Innovation Drivers are research and medical institutions, large firms, start-ups and entrepreneurs focused on developing cutting-edge technologies, products and services for the market.

 

Innovation Cultivators are companies, organisations or groups that support the growth of individuals, firms and their ideas. They include incubators, accelerators, proof-of-concept centres, tech transfer offices, shared working spaces and local high schools, job training firms and community colleges advancing specific skill sets for the innovation-driven economy.

 

Neighbourhood Amenities provide important support services to residents and workers in the district. This ranges from medical offices to grocery stores, restaurants, coffee bars, small hotels and local retail (such as bookstores, clothing stores and sports shops).[i]

 

Physical Assets are the public and privately-owned spaces, buildings, open spaces, streets and other infrastructure, designed and organised to stimulate new and higher levels of connectivity, collaboration and innovation. Physical assets can also be divided into three categories:

 

  • Physical Assets in the public realm are the spaces accessible to the public, such as parks, plazas and streets that become locales of energy and activity.
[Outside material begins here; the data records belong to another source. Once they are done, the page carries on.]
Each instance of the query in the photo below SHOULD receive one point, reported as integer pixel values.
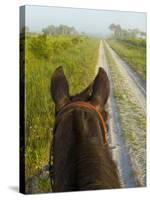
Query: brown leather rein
(70, 106)
(89, 106)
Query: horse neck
(79, 162)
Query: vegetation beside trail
(133, 51)
(43, 53)
(133, 120)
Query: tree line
(54, 30)
(120, 33)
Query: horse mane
(82, 163)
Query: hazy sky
(90, 21)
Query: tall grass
(78, 57)
(133, 51)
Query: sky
(84, 20)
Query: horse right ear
(101, 89)
(59, 88)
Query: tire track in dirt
(119, 152)
(137, 87)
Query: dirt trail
(137, 87)
(120, 153)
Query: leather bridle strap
(91, 107)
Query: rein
(70, 107)
(89, 106)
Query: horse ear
(101, 89)
(59, 88)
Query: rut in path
(120, 153)
(137, 86)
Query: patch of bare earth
(132, 109)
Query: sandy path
(136, 86)
(120, 153)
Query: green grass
(133, 51)
(78, 57)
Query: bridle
(69, 108)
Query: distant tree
(25, 29)
(59, 30)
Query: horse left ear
(101, 89)
(59, 88)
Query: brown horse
(81, 160)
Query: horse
(82, 159)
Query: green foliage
(77, 55)
(133, 53)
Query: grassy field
(77, 55)
(133, 51)
(133, 120)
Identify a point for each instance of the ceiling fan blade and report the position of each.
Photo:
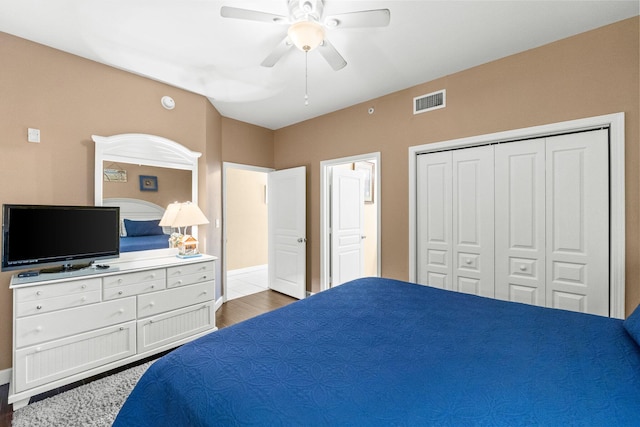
(365, 18)
(252, 15)
(277, 53)
(332, 56)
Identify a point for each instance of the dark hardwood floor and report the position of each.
(232, 312)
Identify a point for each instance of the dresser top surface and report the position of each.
(115, 267)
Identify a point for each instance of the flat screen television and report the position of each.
(67, 237)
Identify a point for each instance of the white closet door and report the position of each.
(520, 221)
(577, 235)
(347, 225)
(434, 220)
(473, 221)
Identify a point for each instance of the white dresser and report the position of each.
(73, 325)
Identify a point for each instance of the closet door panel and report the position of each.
(473, 231)
(520, 221)
(577, 236)
(434, 220)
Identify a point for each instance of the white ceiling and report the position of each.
(186, 43)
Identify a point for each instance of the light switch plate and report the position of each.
(33, 135)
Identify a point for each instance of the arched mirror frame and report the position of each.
(143, 149)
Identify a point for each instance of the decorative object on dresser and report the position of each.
(73, 325)
(180, 216)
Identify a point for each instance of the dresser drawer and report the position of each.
(123, 291)
(44, 327)
(166, 328)
(171, 299)
(189, 274)
(58, 359)
(39, 293)
(47, 305)
(190, 279)
(133, 278)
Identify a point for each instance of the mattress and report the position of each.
(384, 352)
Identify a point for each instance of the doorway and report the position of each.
(369, 166)
(245, 230)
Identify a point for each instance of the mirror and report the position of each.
(142, 174)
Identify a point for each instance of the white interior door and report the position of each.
(577, 232)
(347, 225)
(520, 221)
(434, 220)
(287, 231)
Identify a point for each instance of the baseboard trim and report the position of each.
(247, 270)
(5, 376)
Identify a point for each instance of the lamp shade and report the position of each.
(189, 214)
(306, 35)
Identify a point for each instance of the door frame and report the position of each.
(325, 214)
(615, 124)
(223, 264)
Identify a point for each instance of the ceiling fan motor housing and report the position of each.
(305, 9)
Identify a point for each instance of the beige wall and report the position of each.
(69, 99)
(591, 74)
(246, 220)
(246, 144)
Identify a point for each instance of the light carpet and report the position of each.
(95, 404)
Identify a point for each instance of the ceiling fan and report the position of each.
(307, 27)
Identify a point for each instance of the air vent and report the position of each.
(430, 101)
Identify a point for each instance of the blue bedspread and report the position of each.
(143, 243)
(384, 352)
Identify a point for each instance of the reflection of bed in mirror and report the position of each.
(139, 229)
(133, 149)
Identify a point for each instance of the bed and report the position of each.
(385, 352)
(139, 229)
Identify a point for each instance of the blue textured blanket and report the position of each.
(384, 352)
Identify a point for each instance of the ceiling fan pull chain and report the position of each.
(306, 79)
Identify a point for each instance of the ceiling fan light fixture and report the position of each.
(306, 35)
In innovation districts, public places are created or re-configured to be digitally-accessible (with high-speed internet, wireless networks, computers and digital displays embedded into spaces) and to encourage networking (where spaces encourage “people to crash into one another”)[ii].  Streets can also be transformed into living labs to flexibly test new innovations, such as in street lighting, waste collection, traffic management solutions and new digital technologies.

 

  • Physical Assets in the private realm are privately-owned buildings and spaces that stimulate innovation in new and creative ways. Office developments are increasingly configured with shared work and lab spaces and smaller, more affordable areas for start-ups. A new form of micro-housing is also emerging, with smaller private apartments that have access to larger public spaces, such as co-working areas, entertainment spaces and common eating areas.

 

  • Physical Assets that knit the district together and/or tie it to the broader metropolis are investments aimed to enhance relationship-building and connectivity. For some districts, knitting together the physical fabric requires remaking the campuses of advanced research institutions to remove fences, walls and other barriers and replace them with connecting elements such as bike paths, sidewalks, pedestrian-oriented streets and activated public spaces. Strategies to strengthen connectivity between the district, adjoining neighbourhoods and the broader metropolis includes infrastructure investments, such as broadband, transit and road improvements.

 

Networking Assets are the relationships between actors, such as individuals, firms and institutions that have the potential to generate, sharpen and accelerate the advancement of ideas. Networks fuel innovation because they strengthen trust and collaboration within and across companies and industry clusters, provide information for new discoveries and help firms acquire resources and enter new markets.[iii]

 

The inclusion of networking as its own asset category is supported by a growing body of research that reveals how networks are increasingly valuable and prolific within innovation-driven economic clusters. Scholars cite numerous advantages of networks: they are important sources of new or critical information for new discoveries; they encourage experimentation and are a testing ground for ideas; they help firms acquire resources; they strengthen trust and collaboration within and across sectors; and they help firms enter new markets including global markets.